Bleed : One bias that you need to look out for is "bleed". this is where the effect of an intervention (particularly and information-based intervention) bleeds over into the non-intervention area. When this happens you will see a smaller (or no) effect as the intervention is present in both areas. This is a particular problem with mass-media campaigns.

Numbers of clusters : There are no (AFAIK) formal ways of getting at the exact number of clusters required since variance loss is influenced by the underlying clumpiness of a variable, the number of clusters, the sample design used in clusters, and other things. The general rule is to take as many small clusters as is feasible. I tend to use a map-segment-sample method for sampling within clusters. The methods in the latest SMART material are useful. The main idea is to try not to lose sampling variation so try to sample from all over the cluster.
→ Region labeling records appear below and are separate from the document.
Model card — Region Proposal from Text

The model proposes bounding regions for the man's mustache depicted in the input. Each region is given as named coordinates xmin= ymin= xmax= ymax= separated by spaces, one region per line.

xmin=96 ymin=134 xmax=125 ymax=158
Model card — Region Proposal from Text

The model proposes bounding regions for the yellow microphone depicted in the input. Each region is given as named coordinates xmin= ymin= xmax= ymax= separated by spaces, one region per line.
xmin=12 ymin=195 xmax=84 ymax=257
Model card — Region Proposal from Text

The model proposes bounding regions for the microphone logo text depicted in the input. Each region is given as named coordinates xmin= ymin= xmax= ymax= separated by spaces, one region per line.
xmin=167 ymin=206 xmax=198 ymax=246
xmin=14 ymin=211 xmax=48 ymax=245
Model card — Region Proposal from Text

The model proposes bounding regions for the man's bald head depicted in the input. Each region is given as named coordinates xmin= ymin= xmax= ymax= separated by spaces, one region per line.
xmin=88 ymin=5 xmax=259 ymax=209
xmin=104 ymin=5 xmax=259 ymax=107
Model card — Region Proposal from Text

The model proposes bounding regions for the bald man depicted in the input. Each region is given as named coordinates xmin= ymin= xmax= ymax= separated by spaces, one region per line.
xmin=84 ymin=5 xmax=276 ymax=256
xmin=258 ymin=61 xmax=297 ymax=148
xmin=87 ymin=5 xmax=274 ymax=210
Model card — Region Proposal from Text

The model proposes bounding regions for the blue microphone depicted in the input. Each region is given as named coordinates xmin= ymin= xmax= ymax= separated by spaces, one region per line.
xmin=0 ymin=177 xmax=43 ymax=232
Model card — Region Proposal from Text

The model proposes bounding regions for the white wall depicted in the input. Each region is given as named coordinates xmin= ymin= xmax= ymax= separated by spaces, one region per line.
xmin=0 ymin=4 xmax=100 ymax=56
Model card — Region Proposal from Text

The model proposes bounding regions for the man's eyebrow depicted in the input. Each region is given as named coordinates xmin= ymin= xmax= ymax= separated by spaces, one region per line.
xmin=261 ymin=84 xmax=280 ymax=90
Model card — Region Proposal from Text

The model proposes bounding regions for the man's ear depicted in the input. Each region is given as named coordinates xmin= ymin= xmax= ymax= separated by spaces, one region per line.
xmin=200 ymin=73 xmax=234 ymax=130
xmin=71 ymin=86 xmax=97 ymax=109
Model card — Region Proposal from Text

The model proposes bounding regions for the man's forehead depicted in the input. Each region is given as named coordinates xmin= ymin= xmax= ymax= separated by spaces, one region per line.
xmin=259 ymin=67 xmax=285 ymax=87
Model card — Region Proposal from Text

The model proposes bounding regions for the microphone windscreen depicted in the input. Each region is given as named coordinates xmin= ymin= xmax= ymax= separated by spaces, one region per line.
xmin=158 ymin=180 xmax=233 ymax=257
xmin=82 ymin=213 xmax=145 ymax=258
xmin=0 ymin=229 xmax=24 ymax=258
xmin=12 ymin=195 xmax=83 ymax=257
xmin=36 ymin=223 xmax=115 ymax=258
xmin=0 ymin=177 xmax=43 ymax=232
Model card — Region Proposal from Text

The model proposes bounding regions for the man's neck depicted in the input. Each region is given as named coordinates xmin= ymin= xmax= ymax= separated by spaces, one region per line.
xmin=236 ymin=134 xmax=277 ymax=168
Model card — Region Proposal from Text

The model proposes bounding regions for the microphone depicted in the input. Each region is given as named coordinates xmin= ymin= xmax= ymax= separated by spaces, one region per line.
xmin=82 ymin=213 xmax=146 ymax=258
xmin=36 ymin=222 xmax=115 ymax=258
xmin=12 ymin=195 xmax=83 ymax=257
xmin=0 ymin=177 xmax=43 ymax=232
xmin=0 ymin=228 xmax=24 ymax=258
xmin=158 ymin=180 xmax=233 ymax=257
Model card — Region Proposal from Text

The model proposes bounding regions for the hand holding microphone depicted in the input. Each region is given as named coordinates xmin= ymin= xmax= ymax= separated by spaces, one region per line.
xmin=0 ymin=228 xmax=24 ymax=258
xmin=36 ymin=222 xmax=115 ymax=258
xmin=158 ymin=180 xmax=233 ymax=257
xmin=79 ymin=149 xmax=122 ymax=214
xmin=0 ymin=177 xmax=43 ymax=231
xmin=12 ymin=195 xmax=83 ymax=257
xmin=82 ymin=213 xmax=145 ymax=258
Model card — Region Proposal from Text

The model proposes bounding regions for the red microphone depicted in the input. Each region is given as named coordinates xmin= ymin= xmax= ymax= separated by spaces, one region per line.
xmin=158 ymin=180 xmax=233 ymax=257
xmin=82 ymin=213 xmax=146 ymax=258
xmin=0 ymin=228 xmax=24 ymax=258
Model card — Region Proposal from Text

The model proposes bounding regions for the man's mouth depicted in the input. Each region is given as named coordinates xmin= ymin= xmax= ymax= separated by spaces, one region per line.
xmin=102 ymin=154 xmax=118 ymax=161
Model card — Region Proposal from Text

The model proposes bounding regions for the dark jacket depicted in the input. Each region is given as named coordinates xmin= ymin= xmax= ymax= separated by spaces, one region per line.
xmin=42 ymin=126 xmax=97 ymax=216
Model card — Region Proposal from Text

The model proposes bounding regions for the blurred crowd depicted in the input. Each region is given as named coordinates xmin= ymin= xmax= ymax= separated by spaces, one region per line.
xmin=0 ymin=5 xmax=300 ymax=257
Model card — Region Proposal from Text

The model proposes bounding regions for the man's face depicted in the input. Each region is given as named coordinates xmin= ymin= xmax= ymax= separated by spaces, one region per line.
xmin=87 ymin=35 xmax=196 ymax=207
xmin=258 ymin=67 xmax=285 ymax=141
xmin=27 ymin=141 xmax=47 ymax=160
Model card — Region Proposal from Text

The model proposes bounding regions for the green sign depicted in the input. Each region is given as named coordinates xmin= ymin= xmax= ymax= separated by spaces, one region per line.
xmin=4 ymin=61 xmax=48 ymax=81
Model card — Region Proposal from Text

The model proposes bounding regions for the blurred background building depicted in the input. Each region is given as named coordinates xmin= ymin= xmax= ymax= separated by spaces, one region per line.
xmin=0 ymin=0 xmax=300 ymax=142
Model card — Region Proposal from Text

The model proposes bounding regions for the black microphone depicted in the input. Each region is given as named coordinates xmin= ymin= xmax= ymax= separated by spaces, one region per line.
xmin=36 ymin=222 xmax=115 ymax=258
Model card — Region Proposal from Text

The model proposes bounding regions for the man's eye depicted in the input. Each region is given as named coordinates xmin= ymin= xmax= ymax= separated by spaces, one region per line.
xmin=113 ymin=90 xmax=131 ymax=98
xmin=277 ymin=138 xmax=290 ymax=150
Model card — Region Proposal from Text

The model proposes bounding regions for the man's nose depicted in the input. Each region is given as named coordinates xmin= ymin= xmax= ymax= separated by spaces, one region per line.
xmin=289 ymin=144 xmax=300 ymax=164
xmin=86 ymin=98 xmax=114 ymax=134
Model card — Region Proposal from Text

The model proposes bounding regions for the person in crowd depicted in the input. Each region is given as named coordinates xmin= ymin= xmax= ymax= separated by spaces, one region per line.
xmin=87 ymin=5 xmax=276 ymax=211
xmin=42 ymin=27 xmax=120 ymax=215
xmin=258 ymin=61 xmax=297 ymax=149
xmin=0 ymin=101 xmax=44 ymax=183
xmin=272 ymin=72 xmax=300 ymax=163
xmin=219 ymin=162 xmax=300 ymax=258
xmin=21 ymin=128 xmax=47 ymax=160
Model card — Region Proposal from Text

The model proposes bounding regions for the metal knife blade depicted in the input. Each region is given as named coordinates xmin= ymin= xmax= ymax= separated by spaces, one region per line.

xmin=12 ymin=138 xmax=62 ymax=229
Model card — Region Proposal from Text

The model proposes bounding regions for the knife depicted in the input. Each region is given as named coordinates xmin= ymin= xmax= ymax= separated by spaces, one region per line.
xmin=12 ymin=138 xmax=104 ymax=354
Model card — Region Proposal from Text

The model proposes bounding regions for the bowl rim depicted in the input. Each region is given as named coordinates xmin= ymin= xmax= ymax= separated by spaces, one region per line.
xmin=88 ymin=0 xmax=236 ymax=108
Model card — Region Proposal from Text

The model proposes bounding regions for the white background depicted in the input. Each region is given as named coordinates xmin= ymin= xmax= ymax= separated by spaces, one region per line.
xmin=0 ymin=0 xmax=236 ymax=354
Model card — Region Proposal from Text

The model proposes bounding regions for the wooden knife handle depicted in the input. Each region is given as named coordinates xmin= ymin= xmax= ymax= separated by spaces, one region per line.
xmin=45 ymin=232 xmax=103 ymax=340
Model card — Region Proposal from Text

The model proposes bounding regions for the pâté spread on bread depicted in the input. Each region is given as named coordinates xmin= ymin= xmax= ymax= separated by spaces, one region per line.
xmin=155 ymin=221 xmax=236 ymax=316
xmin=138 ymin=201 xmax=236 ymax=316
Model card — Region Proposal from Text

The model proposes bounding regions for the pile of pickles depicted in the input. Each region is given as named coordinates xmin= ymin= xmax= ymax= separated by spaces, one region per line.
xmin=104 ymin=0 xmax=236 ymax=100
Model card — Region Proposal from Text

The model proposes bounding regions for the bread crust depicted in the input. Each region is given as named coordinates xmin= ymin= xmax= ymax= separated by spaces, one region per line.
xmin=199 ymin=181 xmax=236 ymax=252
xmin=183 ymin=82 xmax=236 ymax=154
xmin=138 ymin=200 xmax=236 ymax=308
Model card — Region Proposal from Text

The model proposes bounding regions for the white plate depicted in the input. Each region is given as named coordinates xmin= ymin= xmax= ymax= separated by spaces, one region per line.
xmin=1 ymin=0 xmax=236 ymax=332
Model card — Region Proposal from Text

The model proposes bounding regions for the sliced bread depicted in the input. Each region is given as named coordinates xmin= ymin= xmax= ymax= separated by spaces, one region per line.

Arithmetic : Yes. 24 * 12 is 288!

Statistical tests vs. CIs : Any approach that (e.g.) has a null value (90%) and then estimates a value and states that if the 95% CI does not include the null value then we have made a difference is doing a statistical test. Sample size and power issues are still there as I can have a small sample size with a wide CI that will seldon exclude the null value (lots of fall negatives) or a large sample size that gives lots of false positives even when there is very little effect. The estimation approach is preferred because it gives an effect size (how big a difference) rather than a p-value which reflect sample sise and effect size (in very large samples almost any difference will have p < 0.05)

Are we getting there?

### Mark Myatt

Consultant Epideomiologist

Frequent user

27 May 2014, 07:50

The point I was trying to make is that the two approaches are equivalent to each other. The only difference between them is the mechanics of the testing. With two surveys you will still want to ask whether the two prevalences differ from each other and you will then fall back on a significance test and that is where we started from.

Best, IMO, to decide what is the smallest effect worth detecting and then calculate the sample size sufficient to detect that with acceptable levels of error. The sample size calculation (and the sample size required) for either approach will be the same.